Monday, April 24, 2006

Contribution of vocabulary, retrieval fluency and working memory to reading comp - Guest post by J. Schneider

The following is a guest blog post by Joel Schneider (Clinical psychologist, Illinois State University), a member of IQs Corner Virtual Community of Scholars project. Joel reviewed an article by Calvo (2004) that investigated the relative contribution of vocabulary (Gc-VL), retrieval fluency (Glr-FI), and working memory (Gsm-MW) to reading comprehension (Grw-RC) [Click here for definitions of CHC theory codes]
  • Calvo M. G. (2004). Relative contribution of vocabulary knowledge and working memory span to elaborative inferences in reading. Learning and Individual Differences, 15, 53-65.

In evaluation reports, clinicians often make statements such as, “Susie’s low working memory appears to interfere with her reading comprehension.” It is true that working memory deficits do appear to cause reading comprehension problems but it is not exactly clear how.
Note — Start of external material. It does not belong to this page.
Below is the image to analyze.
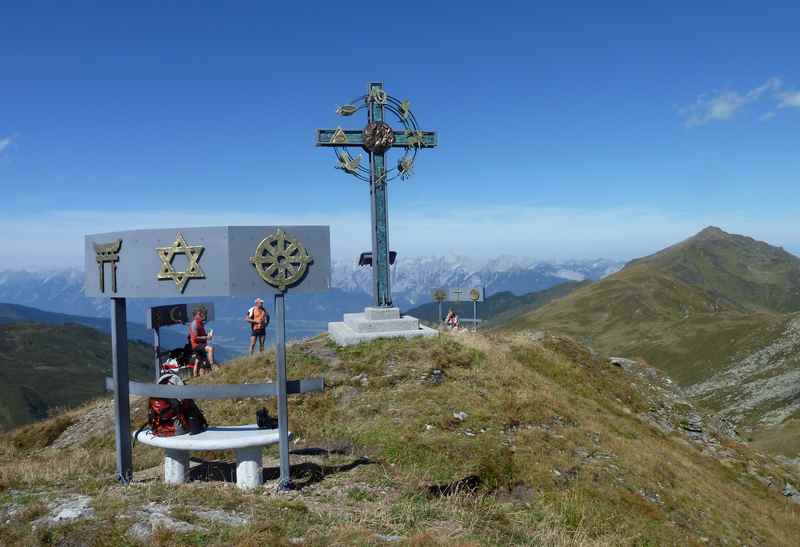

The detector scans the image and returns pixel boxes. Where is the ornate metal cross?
[316,82,437,307]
A recent study (Calvo, 2004) investigated how different cognitive abilities might be related to different aspects of reading comprehension. This study had participants read pairs of sentences in which a “predictive inference” might occur. To illustrate, here is a pair of sentences that I made up:
  • As Brad pulled out the blue math worksheet he had worked on so hard last night, he noticed that everyone else was turning in a yellow worksheet. He had done the wrong homework assignment on accident!
Notice how the first sentence has enough information to allow the reader to anticipate the revelation in the second sentence. Previous research suggests that making these predictive inferences is an effortful (i.e., consumes limited attentional resources) process that seems to occur late in the reading process (about 1 second after the initial gaze fixation).
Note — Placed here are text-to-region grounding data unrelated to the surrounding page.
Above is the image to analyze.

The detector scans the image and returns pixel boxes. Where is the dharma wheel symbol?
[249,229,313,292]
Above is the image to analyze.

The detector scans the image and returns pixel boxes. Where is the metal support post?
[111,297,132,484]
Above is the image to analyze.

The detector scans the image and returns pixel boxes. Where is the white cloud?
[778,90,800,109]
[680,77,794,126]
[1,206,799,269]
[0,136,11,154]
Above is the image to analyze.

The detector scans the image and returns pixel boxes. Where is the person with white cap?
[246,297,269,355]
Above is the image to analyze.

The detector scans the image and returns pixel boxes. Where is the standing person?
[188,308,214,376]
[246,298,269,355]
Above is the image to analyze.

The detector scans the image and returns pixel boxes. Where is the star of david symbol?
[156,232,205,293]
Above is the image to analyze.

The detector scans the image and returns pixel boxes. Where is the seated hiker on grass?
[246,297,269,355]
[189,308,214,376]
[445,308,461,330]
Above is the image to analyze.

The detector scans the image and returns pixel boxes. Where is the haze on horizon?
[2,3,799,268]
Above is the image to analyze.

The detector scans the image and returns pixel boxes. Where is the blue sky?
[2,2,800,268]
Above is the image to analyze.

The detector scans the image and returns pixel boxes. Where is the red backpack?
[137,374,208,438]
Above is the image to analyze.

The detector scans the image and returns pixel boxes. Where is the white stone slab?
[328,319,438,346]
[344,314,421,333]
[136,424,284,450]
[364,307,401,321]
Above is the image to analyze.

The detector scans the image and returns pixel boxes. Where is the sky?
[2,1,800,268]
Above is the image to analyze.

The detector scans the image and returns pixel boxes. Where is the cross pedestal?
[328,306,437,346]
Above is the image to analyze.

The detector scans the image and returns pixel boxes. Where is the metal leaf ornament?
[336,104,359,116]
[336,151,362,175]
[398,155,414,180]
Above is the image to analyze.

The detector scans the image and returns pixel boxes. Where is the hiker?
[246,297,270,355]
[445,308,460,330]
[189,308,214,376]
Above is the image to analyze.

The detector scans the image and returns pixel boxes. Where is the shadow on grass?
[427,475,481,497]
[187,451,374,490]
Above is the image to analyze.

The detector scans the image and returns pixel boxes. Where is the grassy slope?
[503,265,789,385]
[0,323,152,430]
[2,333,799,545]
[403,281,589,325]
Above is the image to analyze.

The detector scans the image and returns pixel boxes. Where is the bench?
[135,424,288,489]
Using eye-tracking methods to measure the duration and location of gaze fixations of participants (from a Spanish undergraduate sample) as they read these types of sentences, some inferences can be made about how different cognitive abilities might relate to reading comprehension. Calvo found that different cognitive weaknesses were associated with different reading behaviors:

Cognitive Weaknesses/Associated Reading Behaviors
  • Slow access speed/Long gaze fixations on all parts of the sentences.
  • Small vocabulary /Freq. looking back while rdg first half of the 2nd sentence
  • Low working memory /Freq. looking back while rdg 2nd half of the 2ndsentence
The first finding makes perfect sense: people with slower “access speed” (long-term memory retrieval fluency in CHC terms) need to look at words longer to retrieve their meanings from memory before moving forward. Thus, retrieval fluency is a general efficiency factor related to automatized processes that occur before inferences are made.
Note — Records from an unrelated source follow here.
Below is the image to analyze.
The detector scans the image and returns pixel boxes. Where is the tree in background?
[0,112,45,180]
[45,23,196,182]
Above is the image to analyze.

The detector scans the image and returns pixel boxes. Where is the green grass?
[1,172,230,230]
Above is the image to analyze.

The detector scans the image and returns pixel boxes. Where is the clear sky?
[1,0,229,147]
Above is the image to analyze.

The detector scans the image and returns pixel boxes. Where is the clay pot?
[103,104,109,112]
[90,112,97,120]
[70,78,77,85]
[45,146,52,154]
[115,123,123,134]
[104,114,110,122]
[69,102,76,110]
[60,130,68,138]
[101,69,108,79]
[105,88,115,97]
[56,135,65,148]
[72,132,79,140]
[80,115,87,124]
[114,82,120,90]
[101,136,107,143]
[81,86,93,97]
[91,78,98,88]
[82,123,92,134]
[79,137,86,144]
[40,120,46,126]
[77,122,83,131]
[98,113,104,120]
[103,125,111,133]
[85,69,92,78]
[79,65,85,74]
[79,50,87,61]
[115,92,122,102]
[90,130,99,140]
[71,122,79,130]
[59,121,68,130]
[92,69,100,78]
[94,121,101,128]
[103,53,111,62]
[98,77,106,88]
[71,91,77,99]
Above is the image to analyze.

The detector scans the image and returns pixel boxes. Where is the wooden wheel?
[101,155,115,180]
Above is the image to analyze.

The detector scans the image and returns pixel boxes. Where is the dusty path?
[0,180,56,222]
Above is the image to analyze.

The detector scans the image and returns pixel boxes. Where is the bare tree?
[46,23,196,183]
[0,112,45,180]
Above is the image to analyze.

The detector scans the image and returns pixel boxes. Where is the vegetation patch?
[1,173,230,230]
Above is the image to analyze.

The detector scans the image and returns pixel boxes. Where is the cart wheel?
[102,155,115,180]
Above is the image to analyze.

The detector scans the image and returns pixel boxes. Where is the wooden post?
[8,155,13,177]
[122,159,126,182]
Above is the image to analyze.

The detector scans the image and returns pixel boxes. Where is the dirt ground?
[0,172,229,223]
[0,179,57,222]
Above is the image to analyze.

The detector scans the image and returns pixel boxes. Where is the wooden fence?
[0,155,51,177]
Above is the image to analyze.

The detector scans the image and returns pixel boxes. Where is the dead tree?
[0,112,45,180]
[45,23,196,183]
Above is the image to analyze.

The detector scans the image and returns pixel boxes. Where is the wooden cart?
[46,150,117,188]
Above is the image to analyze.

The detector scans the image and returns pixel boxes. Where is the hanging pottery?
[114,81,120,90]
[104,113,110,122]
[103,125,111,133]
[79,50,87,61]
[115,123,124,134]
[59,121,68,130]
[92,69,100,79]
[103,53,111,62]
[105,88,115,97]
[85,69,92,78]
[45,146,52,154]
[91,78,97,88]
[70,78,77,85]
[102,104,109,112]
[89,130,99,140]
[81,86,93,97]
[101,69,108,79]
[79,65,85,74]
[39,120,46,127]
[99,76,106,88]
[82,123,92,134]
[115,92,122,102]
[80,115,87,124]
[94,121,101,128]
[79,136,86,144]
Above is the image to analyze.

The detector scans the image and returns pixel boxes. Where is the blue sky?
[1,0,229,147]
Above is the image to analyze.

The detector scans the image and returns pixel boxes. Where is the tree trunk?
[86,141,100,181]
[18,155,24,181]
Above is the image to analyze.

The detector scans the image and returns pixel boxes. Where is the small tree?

The other two findings are intriguing. Why would vocabulary be related to looking backward while reading the first half but not the second half of the second sentence? Likewise, why would working memory be related to the opposite pattern?

Although Calvo’s interpretation is more complex than is indicated here, I’ll do my best to summarize: While reading the first part of the second sentence, people with larger vocabularies have already found words to conceptualize the essence of their predictive inference and thus do not need to look back when their hunch is confirmed.

After the entire second sentence has been read, any additional information contained in the second sentence needs to be integrated with the initial inference. People with high working memory ability are able to hold a mental representation of that inference in their heads longer while simultaneously processing new information. They do not need to look back to the first sentence as often as people with “leaky” working memories.

Thus, if Calvo is correct, both vocabulary and working memory are related to making predictive inferences while reading but they are important at different stages of the inferential process. Vocabulary facilitates the ease and speed of making initial inferences whereas working memory facilitates the “tying together” of new information with initial inferences.

  • Eye fixations were assessed during the reading of continuation sentences confirming inferences suggested by a preceding context sentence. In multiple regression analysis, individual differences in available prior vocabulary knowledge, working memory span, and speed of access to prior word knowledge served as predictors of eye fixations. Accessibility speed was associated with first-fixation time and gaze duration across all sentence regions. Vocabulary knowledge was associated with reduced looks-back from the target word that represented the inference in the continuation sentence. Working memory span was associated with reduced gaze duration and looks-back from the final word of the continuation sentence. It is concluded that accessibility is a general reading efficiency factor. In contrast, both vocabulary knowledge and working memory make specific, although delayed, contributions to inferences: Vocabulary knowledge facilitates the selection of linguistic representations for the inference; working memory helps to integrate meanings in situation model construction of the inference.